Not sure why this error occurs, it's hard to say without looking at the code. Can you share your full code? It worked for me with the German credit data. Below is the code:

import dice_ml
from dice_ml.utils import helpers # helper functions
import tensorflow as tf

german = pd.read_csv('german_credit.csv')

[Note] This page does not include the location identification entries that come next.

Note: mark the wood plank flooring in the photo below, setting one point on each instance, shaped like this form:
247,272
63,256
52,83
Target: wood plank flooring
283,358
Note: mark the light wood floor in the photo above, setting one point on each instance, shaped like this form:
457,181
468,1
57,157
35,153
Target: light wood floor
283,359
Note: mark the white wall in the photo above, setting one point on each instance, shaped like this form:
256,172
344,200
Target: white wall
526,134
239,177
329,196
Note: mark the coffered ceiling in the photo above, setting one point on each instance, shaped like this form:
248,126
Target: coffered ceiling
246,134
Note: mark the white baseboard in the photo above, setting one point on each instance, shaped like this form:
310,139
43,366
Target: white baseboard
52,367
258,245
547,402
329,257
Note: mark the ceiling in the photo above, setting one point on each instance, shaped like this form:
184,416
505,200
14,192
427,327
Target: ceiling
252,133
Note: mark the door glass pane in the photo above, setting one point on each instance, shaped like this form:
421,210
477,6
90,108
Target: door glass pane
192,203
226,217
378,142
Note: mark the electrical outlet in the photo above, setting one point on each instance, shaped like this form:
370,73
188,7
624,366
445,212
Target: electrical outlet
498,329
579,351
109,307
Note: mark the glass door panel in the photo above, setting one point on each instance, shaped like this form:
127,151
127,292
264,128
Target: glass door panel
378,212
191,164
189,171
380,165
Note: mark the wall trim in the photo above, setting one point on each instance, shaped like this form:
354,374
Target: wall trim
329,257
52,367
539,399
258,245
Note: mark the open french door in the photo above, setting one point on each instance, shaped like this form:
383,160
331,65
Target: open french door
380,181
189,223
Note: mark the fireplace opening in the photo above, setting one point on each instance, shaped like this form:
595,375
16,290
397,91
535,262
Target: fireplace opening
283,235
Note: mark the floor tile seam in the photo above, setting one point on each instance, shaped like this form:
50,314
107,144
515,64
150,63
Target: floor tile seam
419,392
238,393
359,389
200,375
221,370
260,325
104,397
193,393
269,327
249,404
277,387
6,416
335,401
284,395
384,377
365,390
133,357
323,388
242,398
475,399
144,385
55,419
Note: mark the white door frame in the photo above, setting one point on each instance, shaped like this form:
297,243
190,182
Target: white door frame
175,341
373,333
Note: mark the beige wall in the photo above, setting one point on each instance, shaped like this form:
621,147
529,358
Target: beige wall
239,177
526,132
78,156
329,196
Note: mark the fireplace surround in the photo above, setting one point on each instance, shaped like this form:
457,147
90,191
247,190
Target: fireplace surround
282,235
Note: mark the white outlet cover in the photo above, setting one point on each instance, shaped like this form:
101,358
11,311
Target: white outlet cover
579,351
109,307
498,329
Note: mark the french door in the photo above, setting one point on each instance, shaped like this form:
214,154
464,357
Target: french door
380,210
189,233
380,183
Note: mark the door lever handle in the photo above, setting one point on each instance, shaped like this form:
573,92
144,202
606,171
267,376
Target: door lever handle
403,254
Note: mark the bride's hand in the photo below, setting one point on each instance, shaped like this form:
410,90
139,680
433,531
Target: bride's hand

german['credits_this_bank']= german['credits_this_bank'].astype(str) # has only 4 values - converting to categorical just for better results.
german['people_under_maintenance']= german['people_under_maintenance'].astype(str)
german_dtypes = german.columns.to_series().groupby(german.dtypes).groups
german_dtypes = {k.name: v.tolist() for k, v in german_dtypes.items()}

continuous_features = german_dtypes['int64']
continuous_features = [feat for feat in continuous_features if feat != 'default']
print(continuous_features) #['duration_in_month', 'credit_amount', 'installment_as_income_perc', 'present_res_since', 'age']

d = dice_ml.Data(dataframe=german, continuous_features=continuous_features, outcome_name='default')

query_instance = {'duration_in_month': 24.0,
 'credit_amount': 1747.0,
 'installment_as_income_perc': 4.0,
 'present_res_since': 1.0,
 'age': 24.0,
 'account_check_status': '< 0 DM',
 'credit_history': 'existing credits paid back duly till now',
 'purpose': 'radio/television',
 'savings': '... < 100 DM',
 'present_emp_since': '... < 1 year ',
 'personal_status_sex': 'male : single',
 'other_debtors': 'co-applicant',
 'property': 'if not A121 : building society savings agreement/ life insurance',
 'other_installment_plans': 'none',
 'housing': 'own',
 'credits_this_bank': '1',
 'job': 'unskilled - resident',
 'people_under_maintenance': '1',
 'telephone': 'none',
 'foreign_worker': 'no'}

backend = 'TF'+tf.__version__[0] # TF2
print(backend)
m = dice_ml.Model(model_path= 'german_dice_ann.h5', backend=backend)
print(m.model.summary()) # trained on a neural net with 1 hidden layer of 20 neurons

dice_exp = exp.generate_counterfactuals(query_instance, total_CFs=4, desired_class="opposite", verbose=0)
dice_exp.visualize_as_dataframe(show_only_changes=True) # outputs 4 valid CFs

Let me know if you still face any difficulty.

sina-salek commented 4 years ago

Hmm! I'm not sure what happened. I just ran my own code and it works fine! Not sure what the problem was yesterday! Thanks again for your time.